Watermarking language models

Watermarking of language models is a challenging and important problem, where theory and algorithms play an essential role. Rohith Kuditipudi guides us through some of the latest advancements in the area.


The provenance problem

Language models today are able to mass produce fluent, human-like text. This reality poses unprecedented challenges for establishing text provenance while also placing renewed emphasis on its importance. Reliable tools for distinguishing human versus machine-generated text—and attributing text to particular language models—can empower individuals like online platform moderators and teachers to enact and enforce policies on language model usage; moreover, these tools can better enable model providers themselves (e.g., OpenAI) to track the (mis)use of their models, e.g., to scrub synthetic text from the training data of future language models.

A natural approach to developing such a tool is to collect many examples of text generated by humans versus language models and learn a classifier. Unfortunately however, the difficulty of this classification problem scales directly with the quality of the language models. In particular, model providers explicitly optimize language models to maximize the log-likelihood of human-generated text; the better these providers are able to optimize this objective, the harder it becomes to tell apart machine-generated text. Moreover, machine-learned classifiers are prone to issues such as distribution shift and miscalibration, issues which can have serious consequences in the wild (e.g., falsely accusing a student of plagiarism).

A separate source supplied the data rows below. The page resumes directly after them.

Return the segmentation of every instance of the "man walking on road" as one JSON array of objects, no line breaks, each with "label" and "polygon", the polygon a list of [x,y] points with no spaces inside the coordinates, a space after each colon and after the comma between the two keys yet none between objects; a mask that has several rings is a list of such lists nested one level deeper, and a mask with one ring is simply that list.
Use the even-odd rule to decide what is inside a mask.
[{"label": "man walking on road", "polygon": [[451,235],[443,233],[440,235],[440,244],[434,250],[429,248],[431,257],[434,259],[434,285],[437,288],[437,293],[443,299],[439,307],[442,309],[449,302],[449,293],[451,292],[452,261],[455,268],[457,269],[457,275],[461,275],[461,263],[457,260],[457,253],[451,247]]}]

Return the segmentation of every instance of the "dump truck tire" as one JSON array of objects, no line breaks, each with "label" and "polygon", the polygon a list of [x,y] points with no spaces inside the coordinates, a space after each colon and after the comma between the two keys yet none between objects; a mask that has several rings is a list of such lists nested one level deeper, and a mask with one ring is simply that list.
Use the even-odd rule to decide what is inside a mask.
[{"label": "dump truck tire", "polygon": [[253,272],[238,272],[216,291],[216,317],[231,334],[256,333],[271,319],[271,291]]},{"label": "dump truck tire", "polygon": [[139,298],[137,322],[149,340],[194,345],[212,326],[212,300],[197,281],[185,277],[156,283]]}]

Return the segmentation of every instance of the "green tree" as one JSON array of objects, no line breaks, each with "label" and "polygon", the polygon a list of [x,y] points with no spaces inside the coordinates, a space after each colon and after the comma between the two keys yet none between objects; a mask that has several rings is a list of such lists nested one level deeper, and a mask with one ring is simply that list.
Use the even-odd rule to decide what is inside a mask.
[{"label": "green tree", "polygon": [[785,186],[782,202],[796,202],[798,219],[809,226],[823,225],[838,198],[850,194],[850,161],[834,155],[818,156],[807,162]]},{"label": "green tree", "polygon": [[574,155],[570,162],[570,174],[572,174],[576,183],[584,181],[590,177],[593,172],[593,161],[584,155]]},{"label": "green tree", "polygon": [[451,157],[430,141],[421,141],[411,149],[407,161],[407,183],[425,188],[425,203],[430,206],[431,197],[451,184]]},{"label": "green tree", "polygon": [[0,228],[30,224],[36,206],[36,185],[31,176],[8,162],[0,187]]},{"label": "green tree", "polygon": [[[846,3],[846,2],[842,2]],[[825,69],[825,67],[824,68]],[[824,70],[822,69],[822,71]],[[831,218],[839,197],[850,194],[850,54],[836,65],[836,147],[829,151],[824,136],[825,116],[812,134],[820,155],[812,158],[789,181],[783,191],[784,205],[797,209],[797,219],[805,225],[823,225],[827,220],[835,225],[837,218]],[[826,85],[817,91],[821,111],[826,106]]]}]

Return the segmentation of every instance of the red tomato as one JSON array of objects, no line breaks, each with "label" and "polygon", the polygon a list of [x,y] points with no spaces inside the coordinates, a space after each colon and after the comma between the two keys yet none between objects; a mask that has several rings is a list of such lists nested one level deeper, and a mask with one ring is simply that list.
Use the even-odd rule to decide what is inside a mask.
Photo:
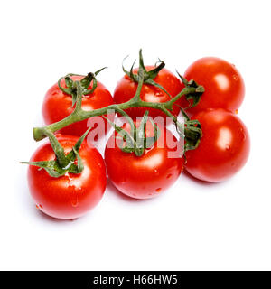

In this blog post, we will cover our work [KTHL’23] on an alternative approach to text provenance: watermarking. To achieve provenance, a watermark is a signal embedded within some generated content—in our case, text from a language model—that encodes the source of the content. We consider a setting where an untrusted third party user queries a language model by sending prompts to a trusted provider: the model provider generates text from their language model with a watermark—which they compute using a (secret) key—so that they may later identify the source of the text if the user publishes it. Essentially, watermarking circumvents the difficulty of classifying human versus machine-generated text by introducing side-information: the idea is that even if the distribution of unwatermarked text is *identical* to watermarked text, the joint distributions of the texts and the watermark key will be easily distinguishable.

Statistical Watermarking

Problem setup

Let \mathcal{V} be a discrete set, i.e., the vocabulary, and let p \in \mathcal{V}^* \to \Delta(\mathcal{V}) be an autoregressive language model which maps a string of arbitrary length to a distribution over the vocabulary, with p(\cdot \mid x) denoting the distribution of the next token given the prefix x \in \mathcal{V}^*. Let \Xi denote the space in which the elements of the watermark key sequence lie. The following protocol defines our problem setting:

  1. The model provider generates a random watermark key \xi \sim \nu for \nu \in \Delta(\Xi^*);
  2. The user sends a prompt x \in \mathcal{V}^* to the model provider;
  3. The model provider generates text Y \in \mathcal{V}^* by Y = \mathtt{generate}(x, \xi);
  4. The user publishes text \tilde{Y} \in \mathcal{V}^*, which may be either (i) (an edited version of) the generated text Y or (ii) text independent of Y (e.g., text that they wrote themselves);
  5. The provider determines if \tilde{Y} is watermarked—i.e., if \tilde{Y} depends on the watermark key sequence—by computing a p-value \hat{p} = \mathtt{detect}(\tilde{Y} , \xi) with respect to the null hypothesis that Ye is independent of ξ (i.e., not watermarked).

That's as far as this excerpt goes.